Khidir Abusita, "People are just depending on traditional medicine"

Khidir Abusita, the chief of Maiyas village, in Sudan's crisis-hit Blue Nile state, points to a bomb and the shrapnel that ripped through two "tukuls" (conical mud and thatch huts) on 2 October. That day, the Sudan Armed Forces’ Antonov bomber planes literally broke apart two families and left the village terrorized by their almost daily appearance. Abusita spoke to IRIN about the damage caused to his village:



“The Antonov came here at around midday [on 2 October]; it bombed the place, killing six people, including one child.



“Among the people who died were two pregnant women.



“In one of the affected families, three people died and three are remaining, so we took these three behind the mountain to hide. In this other family, two died and three are remaining.



"Another man who was just passing by to visit his neighbours was killed too. They were just farmers. His leg was cut and we tried to take him to hospital but he died.



"The other injured man is lying at Kurmuk hospital after the [bomb] cut his feet and stomach.

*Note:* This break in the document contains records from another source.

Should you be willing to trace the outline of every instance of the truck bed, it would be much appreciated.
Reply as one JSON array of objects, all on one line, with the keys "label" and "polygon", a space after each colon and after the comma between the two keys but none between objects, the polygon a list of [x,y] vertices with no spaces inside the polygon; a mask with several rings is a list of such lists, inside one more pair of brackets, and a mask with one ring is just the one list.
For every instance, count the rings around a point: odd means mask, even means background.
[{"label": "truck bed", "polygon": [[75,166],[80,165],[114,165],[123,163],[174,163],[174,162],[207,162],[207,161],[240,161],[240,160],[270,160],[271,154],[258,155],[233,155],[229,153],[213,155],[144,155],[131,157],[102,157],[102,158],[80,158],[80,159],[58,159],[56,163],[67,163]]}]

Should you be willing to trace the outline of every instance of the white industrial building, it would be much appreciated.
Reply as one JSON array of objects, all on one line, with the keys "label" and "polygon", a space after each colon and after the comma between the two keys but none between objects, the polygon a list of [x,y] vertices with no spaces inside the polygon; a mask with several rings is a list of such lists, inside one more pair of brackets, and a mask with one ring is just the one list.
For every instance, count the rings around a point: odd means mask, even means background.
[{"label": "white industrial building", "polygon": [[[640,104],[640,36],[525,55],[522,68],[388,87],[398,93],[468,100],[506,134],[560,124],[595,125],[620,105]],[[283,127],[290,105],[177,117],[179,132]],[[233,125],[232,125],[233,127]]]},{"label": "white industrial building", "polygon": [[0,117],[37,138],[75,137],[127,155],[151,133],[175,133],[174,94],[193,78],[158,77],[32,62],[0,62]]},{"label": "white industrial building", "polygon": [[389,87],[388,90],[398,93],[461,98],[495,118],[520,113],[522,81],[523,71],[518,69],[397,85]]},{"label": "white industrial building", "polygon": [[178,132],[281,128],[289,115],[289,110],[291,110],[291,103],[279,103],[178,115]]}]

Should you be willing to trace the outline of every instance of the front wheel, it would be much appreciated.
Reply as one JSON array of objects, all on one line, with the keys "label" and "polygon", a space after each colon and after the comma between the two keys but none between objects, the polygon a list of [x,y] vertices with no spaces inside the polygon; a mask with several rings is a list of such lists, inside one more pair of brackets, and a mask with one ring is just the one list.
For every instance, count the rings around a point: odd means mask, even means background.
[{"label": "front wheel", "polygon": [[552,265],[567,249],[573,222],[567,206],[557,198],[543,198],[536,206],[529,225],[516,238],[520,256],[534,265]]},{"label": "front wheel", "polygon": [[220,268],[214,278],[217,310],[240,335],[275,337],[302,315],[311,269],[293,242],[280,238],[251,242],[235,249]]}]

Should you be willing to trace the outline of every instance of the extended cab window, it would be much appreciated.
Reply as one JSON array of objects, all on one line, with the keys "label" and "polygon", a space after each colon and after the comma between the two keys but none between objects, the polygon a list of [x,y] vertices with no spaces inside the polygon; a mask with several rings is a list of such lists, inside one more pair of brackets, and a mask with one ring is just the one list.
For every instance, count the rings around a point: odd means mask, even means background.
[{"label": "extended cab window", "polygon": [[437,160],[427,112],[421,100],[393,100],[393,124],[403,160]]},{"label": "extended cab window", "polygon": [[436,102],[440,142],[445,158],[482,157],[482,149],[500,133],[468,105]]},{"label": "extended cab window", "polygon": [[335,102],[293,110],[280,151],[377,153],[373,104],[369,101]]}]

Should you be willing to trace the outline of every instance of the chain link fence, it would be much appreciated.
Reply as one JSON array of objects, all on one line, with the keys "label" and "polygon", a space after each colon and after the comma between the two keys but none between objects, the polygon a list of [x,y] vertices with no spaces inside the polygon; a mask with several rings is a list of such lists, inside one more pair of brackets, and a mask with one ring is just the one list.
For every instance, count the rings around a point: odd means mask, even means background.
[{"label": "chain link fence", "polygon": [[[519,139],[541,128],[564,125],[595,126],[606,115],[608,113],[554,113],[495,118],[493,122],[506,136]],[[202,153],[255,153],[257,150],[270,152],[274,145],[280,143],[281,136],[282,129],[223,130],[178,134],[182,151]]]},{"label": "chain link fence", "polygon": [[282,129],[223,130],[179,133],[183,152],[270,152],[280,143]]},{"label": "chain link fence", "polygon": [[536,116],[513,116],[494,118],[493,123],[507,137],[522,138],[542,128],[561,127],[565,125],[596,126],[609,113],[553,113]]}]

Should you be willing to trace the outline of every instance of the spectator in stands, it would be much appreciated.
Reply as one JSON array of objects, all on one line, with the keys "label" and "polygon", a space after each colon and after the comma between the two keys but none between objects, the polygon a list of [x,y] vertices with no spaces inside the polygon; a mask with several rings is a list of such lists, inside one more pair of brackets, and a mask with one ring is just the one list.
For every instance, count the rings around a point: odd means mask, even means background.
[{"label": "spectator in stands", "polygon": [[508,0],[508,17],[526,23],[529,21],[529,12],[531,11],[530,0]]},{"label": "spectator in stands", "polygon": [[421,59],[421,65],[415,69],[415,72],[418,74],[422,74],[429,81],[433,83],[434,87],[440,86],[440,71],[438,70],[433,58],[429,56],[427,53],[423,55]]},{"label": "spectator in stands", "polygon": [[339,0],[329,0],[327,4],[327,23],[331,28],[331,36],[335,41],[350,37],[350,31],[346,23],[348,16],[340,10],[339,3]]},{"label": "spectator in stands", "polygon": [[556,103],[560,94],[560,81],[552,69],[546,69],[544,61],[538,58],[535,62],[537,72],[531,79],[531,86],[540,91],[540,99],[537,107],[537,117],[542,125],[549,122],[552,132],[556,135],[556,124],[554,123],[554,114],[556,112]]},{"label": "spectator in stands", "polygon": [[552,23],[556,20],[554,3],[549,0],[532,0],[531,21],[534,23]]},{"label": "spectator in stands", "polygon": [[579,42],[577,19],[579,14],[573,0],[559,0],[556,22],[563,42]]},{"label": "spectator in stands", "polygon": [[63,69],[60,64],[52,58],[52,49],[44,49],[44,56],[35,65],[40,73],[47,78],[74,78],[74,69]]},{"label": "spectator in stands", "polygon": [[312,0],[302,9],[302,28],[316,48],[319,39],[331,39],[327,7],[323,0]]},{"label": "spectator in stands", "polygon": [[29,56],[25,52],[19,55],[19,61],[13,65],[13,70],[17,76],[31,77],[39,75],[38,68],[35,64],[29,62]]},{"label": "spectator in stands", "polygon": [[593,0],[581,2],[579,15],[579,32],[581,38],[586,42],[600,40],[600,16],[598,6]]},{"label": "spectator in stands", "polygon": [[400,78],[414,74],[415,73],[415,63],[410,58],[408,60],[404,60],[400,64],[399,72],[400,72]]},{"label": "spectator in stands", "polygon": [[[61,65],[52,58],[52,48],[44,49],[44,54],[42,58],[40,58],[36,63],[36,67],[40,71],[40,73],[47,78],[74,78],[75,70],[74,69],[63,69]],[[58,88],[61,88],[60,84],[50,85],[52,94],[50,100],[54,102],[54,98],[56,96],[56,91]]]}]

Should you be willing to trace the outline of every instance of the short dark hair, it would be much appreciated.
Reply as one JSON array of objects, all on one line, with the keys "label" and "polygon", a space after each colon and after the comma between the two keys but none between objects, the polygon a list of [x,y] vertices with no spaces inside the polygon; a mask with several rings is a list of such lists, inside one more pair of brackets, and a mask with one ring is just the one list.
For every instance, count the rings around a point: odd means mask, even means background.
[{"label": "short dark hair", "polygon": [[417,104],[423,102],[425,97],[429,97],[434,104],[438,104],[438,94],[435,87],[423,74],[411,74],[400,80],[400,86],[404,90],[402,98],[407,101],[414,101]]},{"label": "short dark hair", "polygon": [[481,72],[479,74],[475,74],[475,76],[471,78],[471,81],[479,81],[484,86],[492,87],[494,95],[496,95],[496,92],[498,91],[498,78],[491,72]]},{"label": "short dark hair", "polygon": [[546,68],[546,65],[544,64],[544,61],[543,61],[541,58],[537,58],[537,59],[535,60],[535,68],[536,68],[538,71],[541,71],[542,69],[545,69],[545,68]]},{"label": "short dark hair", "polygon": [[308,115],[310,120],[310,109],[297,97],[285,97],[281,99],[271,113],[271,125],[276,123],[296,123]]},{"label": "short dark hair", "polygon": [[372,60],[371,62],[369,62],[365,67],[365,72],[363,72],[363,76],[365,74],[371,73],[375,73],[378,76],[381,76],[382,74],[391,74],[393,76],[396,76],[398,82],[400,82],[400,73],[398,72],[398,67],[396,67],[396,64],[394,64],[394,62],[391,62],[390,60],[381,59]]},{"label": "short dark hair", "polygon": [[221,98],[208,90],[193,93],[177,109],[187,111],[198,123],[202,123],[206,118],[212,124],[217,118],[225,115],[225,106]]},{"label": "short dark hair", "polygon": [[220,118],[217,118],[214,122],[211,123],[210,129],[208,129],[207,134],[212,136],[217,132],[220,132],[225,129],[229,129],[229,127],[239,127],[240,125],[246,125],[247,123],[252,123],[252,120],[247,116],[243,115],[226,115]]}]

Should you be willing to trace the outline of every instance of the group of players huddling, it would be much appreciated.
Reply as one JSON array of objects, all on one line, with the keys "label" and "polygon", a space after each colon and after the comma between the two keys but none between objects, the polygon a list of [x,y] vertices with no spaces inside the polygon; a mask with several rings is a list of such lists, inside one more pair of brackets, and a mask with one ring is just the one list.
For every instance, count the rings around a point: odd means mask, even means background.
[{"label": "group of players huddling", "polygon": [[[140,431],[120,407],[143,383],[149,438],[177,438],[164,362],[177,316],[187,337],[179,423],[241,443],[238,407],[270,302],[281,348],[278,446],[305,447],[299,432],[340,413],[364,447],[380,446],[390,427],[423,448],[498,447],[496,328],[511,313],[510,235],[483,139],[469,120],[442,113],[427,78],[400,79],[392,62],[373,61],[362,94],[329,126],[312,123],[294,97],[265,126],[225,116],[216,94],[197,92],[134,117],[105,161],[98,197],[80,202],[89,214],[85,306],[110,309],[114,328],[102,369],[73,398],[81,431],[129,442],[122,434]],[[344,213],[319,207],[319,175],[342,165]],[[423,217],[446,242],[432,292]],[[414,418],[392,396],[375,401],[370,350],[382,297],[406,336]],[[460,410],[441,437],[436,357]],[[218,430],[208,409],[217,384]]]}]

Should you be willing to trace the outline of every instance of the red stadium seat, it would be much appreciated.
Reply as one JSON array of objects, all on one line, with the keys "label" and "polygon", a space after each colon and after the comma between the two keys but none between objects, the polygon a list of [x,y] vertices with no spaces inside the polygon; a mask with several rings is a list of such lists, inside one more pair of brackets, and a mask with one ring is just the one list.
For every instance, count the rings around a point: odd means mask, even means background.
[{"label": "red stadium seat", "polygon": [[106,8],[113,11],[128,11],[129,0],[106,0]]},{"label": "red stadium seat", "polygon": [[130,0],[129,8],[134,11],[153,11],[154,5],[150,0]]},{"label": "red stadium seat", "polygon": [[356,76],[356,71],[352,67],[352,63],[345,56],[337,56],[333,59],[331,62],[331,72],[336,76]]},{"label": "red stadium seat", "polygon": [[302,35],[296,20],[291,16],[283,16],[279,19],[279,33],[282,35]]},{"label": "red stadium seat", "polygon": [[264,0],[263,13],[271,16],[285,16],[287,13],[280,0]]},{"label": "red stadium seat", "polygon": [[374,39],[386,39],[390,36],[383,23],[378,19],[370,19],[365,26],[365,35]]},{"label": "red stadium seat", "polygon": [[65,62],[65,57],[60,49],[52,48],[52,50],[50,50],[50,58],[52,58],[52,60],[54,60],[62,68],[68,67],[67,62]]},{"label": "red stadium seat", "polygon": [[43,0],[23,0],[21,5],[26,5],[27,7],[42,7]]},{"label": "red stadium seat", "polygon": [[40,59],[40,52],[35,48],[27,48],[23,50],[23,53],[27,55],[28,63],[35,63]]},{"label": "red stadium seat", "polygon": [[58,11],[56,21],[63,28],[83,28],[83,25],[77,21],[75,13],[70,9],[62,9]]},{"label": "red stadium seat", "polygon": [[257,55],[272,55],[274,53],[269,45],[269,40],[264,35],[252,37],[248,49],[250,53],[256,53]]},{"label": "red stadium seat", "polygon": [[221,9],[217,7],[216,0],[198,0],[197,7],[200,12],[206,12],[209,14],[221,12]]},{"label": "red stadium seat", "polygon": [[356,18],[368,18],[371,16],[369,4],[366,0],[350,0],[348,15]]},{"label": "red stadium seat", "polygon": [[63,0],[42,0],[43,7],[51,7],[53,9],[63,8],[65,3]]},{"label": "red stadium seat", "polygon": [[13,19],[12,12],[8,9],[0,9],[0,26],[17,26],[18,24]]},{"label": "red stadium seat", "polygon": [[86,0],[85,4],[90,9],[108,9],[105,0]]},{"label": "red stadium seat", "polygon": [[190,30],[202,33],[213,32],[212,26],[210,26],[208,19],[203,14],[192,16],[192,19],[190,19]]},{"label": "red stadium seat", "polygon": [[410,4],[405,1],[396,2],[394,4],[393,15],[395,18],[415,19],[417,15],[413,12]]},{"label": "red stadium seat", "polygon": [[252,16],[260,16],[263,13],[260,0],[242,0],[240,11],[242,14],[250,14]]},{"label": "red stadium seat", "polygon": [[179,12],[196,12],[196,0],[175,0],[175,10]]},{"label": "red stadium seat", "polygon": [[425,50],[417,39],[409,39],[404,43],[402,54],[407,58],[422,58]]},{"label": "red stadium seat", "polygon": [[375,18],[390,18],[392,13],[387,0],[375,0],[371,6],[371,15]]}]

“Yesterday [1 October] there were two Antonovs around the area. They just circled overhead for one hour, so we are very scared.



“Most of the people have stayed here, but behind the mountains. We sleep near the river during the day and come back to the village at night.



“We just eat from these small, small farms; we just [grow food] near our houses because this year we haven’t been able to go to our farms in the valley to cultivate. Few bits of food remain, mostly only sorghum.



“We don't have sugar, we don’t have tea, we don’t have coffee. Also there is no medicine, people are just depending on the traditional medicine.



“There are 3,475 people in the village and no one has enough food. We don’t know what to do.



"We are sending a committee of people to Kurmuk to see the commissioner to try to find a solution to this problem for the people."